Step 1 — Pressure-squared difference

P_1^2 - P_2^2 = (8.5 \times 10^6)^2 - (6.0 \times 10^6)^2 = 72.25 \times 10^{12} - 36.00 \times 10^{12} = 36.25 \times 10^{12} \;\text{Pa}^2

Step 2 — Diameter factor D^{16/3}

D^{16/3} = (0.914)^{5.333}

(0.914)^5 = 0.914^2 \times 0.914^2 \times 0.914 = 0.8354 \times 0.8354 \times 0.914 = 0.638

(0.914)^{1/3} \approx 0.970

D^{16/3} = 0.638 \times 0.970 = 0.619

Step 3 — Throughput from Weymouth equation

Q_{sc} = \left(\frac{36.25 \times 10^{12} \times 0.619}{65.34 \times 0.60 \times 0.88 \times 283 \times 150{,}000}\right)^{1/2}

Numerator: 36.25 \times 10^{12} \times 0.619 = 22.44 \times 10^{12}

Denominator: 65.34 \times 0.60 = 39.20; \times 0.88 = 34.50; \times 283 = 9{,}761; \times 150{,}000 = 1.464 \times 10^{9}

Q_{sc} = \left(\frac{22.44 \times 10^{12}}{1.464 \times 10^9}\right)^{1/2} = \sqrt{15{,}327} = 123.8 \;\text{m}^3/\text{s at standard conditions}

Converting to industry units:

Q_{sc} = 123.8 \;\text{m}^3/\text{s} \times 86{,}400 \;\text{s/day} = 10.7 \times 10^6 \;\text{m}^3/\text{day}

In billion cubic feet per day: 10.7 \times 10^6 \;\text{m}^3/\text{day} \times 0.03531 = 378{,}000 \;\text{MCF/day} \approx \mathbf{378 \;\text{MMSCFD}}

A single 36-inch trunk segment at these conditions can carry approximately 378 MMSCFD — about 2.5% of Alberta’s daily production — over 150 km before requiring a booster station. The NGTL system’s 25,000 km of pipeline includes many such trunks operating in parallel.
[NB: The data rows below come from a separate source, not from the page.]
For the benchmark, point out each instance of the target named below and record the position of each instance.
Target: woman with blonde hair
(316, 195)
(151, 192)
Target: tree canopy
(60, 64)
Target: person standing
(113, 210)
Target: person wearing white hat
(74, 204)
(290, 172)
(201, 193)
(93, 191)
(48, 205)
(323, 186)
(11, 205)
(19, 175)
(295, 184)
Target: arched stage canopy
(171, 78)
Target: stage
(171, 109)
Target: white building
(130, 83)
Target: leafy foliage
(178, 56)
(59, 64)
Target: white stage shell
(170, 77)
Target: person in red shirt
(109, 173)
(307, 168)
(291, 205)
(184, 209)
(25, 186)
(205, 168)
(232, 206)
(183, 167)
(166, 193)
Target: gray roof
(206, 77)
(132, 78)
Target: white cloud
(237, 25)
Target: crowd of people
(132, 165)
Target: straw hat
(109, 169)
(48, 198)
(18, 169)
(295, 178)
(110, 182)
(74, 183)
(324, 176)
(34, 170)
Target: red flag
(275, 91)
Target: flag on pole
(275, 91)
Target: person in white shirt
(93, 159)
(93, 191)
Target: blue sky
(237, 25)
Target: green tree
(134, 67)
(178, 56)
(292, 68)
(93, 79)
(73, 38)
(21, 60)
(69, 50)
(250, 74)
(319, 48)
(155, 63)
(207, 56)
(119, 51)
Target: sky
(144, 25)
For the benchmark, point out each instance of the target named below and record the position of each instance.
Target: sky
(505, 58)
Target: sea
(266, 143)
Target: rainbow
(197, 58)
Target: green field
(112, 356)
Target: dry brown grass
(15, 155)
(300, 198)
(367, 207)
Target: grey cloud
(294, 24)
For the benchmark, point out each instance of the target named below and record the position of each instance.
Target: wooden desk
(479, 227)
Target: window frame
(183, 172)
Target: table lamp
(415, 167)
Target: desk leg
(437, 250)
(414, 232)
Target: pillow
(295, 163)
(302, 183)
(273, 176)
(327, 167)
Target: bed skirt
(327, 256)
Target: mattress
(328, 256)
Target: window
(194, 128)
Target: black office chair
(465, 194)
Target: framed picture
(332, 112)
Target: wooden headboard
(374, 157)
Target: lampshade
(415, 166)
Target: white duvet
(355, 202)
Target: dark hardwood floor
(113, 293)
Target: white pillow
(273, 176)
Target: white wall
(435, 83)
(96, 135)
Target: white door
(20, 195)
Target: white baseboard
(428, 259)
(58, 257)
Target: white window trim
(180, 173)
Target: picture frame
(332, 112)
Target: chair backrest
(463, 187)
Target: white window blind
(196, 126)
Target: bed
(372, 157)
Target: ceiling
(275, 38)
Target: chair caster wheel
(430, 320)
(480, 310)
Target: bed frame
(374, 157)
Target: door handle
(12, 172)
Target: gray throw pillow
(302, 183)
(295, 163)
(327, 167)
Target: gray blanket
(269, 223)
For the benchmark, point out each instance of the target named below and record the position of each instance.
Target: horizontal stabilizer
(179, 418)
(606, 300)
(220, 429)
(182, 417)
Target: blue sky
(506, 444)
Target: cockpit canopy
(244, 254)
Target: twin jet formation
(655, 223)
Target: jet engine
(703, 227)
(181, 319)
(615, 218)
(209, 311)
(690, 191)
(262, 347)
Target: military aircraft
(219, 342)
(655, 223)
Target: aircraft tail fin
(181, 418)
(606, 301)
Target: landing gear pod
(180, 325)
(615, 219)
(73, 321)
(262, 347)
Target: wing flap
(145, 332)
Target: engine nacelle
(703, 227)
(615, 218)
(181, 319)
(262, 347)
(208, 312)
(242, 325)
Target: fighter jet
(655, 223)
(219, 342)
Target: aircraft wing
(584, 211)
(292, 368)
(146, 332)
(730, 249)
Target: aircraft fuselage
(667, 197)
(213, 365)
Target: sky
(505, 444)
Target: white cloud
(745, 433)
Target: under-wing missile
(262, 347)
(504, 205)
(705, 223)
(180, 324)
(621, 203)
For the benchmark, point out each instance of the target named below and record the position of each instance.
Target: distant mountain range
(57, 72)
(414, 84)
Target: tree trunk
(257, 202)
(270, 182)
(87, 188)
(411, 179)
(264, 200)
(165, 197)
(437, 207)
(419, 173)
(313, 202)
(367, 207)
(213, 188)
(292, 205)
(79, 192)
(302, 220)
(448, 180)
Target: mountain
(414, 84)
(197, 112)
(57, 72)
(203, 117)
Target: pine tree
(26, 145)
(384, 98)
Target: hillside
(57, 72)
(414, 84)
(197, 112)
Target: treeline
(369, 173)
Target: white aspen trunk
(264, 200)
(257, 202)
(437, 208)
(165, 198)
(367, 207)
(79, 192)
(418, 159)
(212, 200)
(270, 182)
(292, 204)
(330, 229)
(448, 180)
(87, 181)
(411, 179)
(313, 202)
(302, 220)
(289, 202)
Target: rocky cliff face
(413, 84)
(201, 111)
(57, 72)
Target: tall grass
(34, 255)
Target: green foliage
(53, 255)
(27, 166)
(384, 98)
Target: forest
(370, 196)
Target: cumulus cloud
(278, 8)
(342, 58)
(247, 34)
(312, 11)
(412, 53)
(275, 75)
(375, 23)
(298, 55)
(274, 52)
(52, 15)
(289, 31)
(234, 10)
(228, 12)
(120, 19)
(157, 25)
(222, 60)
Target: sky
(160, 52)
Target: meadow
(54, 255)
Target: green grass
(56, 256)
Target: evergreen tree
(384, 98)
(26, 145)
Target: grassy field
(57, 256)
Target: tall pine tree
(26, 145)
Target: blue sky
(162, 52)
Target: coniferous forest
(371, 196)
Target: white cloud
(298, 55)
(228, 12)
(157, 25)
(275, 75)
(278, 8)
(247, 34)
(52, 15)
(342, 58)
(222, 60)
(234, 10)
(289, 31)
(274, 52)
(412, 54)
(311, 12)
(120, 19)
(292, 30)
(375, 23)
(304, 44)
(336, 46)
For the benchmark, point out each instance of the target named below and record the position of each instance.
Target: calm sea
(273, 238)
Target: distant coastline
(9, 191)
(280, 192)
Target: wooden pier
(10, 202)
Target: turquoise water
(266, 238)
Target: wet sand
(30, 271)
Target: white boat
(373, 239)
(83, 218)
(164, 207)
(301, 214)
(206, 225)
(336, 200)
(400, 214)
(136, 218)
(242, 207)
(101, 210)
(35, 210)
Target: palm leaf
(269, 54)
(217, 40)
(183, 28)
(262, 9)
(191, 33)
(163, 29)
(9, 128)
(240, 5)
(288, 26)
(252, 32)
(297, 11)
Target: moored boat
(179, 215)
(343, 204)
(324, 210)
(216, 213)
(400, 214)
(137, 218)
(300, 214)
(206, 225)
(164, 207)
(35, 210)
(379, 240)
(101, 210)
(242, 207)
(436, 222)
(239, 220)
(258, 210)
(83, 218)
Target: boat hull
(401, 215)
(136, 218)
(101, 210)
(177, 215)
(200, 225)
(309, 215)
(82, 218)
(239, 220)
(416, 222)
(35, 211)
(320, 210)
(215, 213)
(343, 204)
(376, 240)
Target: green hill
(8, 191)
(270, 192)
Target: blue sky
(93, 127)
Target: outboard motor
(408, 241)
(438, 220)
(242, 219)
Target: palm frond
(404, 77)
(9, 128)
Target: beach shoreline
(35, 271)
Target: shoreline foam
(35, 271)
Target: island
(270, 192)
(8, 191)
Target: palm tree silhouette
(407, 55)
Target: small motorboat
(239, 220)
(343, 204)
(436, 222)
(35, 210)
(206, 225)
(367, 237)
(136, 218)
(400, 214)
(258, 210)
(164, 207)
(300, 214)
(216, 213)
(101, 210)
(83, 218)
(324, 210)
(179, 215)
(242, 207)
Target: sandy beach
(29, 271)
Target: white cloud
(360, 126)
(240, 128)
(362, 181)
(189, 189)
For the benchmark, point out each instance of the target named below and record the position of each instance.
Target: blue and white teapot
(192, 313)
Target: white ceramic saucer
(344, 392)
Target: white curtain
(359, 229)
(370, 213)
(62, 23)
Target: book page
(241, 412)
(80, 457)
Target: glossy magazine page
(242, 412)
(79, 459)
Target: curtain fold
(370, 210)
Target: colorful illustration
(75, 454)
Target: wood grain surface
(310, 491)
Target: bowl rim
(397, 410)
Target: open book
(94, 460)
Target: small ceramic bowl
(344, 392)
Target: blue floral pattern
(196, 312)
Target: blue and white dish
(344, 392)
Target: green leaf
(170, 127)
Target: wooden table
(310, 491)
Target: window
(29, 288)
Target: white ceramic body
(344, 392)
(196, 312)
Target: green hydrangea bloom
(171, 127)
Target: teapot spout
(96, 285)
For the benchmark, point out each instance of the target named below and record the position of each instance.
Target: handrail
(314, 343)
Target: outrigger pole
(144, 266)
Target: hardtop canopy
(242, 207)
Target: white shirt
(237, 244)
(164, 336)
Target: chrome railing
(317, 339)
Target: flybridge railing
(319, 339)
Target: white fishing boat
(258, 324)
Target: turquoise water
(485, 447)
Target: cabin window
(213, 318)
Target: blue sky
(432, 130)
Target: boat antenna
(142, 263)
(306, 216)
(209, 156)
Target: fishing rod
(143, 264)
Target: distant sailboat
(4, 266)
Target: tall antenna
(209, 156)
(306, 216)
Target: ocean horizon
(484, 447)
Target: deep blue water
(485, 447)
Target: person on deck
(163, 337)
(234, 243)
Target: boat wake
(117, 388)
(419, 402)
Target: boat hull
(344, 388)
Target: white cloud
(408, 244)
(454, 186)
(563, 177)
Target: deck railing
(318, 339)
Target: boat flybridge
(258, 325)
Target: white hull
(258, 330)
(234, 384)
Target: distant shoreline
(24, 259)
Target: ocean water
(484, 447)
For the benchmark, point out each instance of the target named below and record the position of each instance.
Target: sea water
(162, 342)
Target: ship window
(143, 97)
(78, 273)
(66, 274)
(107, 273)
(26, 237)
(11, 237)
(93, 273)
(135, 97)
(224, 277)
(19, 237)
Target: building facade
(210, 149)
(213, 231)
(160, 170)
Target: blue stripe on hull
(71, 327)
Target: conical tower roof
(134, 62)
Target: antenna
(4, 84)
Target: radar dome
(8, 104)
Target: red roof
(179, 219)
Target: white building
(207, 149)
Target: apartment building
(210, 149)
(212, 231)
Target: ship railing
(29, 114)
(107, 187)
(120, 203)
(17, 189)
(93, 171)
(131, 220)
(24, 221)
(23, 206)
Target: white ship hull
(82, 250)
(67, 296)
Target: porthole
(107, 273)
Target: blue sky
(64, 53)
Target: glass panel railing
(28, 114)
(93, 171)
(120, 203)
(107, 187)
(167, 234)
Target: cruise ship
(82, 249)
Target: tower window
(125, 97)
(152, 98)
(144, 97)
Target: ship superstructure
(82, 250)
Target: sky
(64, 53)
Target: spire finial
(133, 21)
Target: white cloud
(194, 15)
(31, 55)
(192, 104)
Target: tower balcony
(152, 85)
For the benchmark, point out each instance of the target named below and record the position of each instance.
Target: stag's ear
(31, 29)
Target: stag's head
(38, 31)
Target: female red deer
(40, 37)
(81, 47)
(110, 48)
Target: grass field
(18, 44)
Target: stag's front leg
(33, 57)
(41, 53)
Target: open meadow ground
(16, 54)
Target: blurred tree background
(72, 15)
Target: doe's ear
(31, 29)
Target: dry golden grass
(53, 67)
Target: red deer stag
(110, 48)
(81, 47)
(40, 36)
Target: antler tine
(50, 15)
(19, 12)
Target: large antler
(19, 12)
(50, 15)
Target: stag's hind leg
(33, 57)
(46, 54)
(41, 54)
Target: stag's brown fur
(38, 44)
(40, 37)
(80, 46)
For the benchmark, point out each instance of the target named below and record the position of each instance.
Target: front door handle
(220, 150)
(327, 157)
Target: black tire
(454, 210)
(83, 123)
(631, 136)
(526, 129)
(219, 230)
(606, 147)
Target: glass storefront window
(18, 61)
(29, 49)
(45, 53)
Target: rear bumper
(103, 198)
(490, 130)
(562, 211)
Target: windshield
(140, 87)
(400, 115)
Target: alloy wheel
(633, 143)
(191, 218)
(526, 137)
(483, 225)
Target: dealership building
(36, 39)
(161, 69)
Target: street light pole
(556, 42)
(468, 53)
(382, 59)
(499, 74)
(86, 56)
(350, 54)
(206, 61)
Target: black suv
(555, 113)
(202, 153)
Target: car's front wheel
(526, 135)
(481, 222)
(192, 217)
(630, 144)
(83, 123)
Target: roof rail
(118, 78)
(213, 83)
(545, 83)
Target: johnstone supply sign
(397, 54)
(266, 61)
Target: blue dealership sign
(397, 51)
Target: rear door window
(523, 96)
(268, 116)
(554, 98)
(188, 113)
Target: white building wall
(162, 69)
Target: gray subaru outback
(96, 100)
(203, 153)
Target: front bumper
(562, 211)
Step 4 — Compressor station spacing and power

The pressure budget per station is \Delta P^2_{\text{budget}} = P_{\max}^2 - P_{\min}^2 = 72.25 \times 10^{12} - 36.00 \times 10^{12} = 36.25 \times 10^{12} Pa² (same as Step 1 — this is by design for this example). Station spacing L_{\text{station}} scales linearly with the pressure budget:

L_{\text{station}} = L \times \frac{\Delta P^2_{\text{budget}}}{\Delta P^2_{\text{actual}}} = 150 \;\text{km} \times \frac{36.25 \times 10^{12}}{36.25 \times 10^{12}} = \mathbf{150 \;\text{km}}

The selected pressure differential exactly fills one station’s budget — one station every 150 km, consistent with NGTL’s actual spacing of 100–200 km on major trunk lines (TC Energy Corporation 2024b).

Compression ratio:

r = P_{\max} / P_{\min} = 8.5 / 6.0 = 1.417

Temperature rise (isentropic, k = 1.28):

T_2 = T_1 \cdot r^{(k-1)/k} = 283 \times (1.417)^{0.2188}

(1.417)^{0.2188} = e^{0.2188 \times \ln 1.417} = e^{0.2188 \times 0.3481} = e^{0.07617} = 1.079

T_2 = 283 \times 1.079 = \mathbf{305 \;K} = 32°C

Gas exits each compressor at 32°C — warm, but within the range that avoids soil heating issues on most NGTL routes. No intercooler is required.

Compressor shaft power (mass flow \dot{m} = Q_{sc} \times \rho_{sc}):

\rho_{sc} = \frac{P_{sc} M}{R T_{sc}} = \frac{101{,}325 \times 17.38}{8{,}314 \times 288.15} = \frac{1{,}761{,}000}{2{,}395{,}000} = 0.735 \;\text{kg/m}^3

\dot{m} = 123.8 \times 0.735 = 91.0 \;\text{kg/s}

P_{\text{shaft}} = \frac{\dot{m} \, Z R T_1}{\eta_c M} \cdot \frac{k}{k-1} \cdot \left[r^{(k-1)/k} - 1\right]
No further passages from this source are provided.